La crisis política en Brasil se ha transformado en un conflicto económico entre Washington y Brasilia, con el Brasil convirtiéndose en el país más tassado del mundo debido a las políticas de Donald Trump. La imposición de dazi del 40% sobre Brasil por parte de Estados Unidos tiene más raíces políticas que comerciales.
Trump ha justificado su postura dura contra Brasilia como una respuesta al clima antidemocrático y a la persecución política que se vive en Brasil. La decisión de Trump se basa en dos figuras centrales de la política brasileña: el ex presidente Jair Bolsonaro y el poderoso juez de la Corte Suprema Alexandre de Moraes.
Trump ha prometido defender a Bolsonaro, incluso a costo de deteriorar las relaciones comerciales entre los dos mayores países de las Américas.
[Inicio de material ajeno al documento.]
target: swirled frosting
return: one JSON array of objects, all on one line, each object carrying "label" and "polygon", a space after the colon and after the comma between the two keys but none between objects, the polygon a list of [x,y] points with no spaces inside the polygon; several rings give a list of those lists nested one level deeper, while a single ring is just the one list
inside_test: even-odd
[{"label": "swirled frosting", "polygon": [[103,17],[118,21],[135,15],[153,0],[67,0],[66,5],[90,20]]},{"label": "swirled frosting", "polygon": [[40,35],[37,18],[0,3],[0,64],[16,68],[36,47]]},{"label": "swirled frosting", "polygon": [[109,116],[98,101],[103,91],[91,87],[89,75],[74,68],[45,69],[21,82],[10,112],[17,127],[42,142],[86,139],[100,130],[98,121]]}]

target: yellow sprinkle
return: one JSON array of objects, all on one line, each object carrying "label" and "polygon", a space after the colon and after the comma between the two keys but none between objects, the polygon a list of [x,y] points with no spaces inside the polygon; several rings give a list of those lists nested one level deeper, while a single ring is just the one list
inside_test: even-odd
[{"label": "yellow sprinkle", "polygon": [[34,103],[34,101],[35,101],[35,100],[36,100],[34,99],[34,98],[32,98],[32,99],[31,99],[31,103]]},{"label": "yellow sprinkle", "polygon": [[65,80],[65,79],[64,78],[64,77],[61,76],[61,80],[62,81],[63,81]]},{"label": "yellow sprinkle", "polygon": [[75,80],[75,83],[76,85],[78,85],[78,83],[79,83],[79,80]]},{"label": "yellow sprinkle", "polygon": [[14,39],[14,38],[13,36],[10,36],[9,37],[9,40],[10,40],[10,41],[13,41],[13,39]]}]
Además, Trump ha atacado frontalmente a Moraes, quien ha liderado las investigaciones sobre el proyecto de golpe y ha tomado acciones contra algunas empresas tecnológicas estadounidenses.
La respuesta de Lula da Silva ha sido firme, declarando que Brasil está dispuesto a aplicar la ley de reciprocidad, que implica la imposición de dazi equivalentes. En una entrevista, Lula expresó su sorpresa por la actitud de Trump, afirmando que sus acciones no siguen las reglas y estándares de cualquier negociación comercial o diplomática.
Los nuevos dazi preocupan especialmente porque afectan sectores clave de la economía brasileña, como la industria y el agrobusiness. Productos brasileños como el café, el jugo de naranja, la carne, los minerales y el petróleo crudo son exportados en gran cantidad a Estados Unidos. En estados como São Paulo y Minas Gerais, las exportaciones a Estados Unidos representan el 20% del total, y en algunas regiones del Nordeste, esta cifra llega al 40%.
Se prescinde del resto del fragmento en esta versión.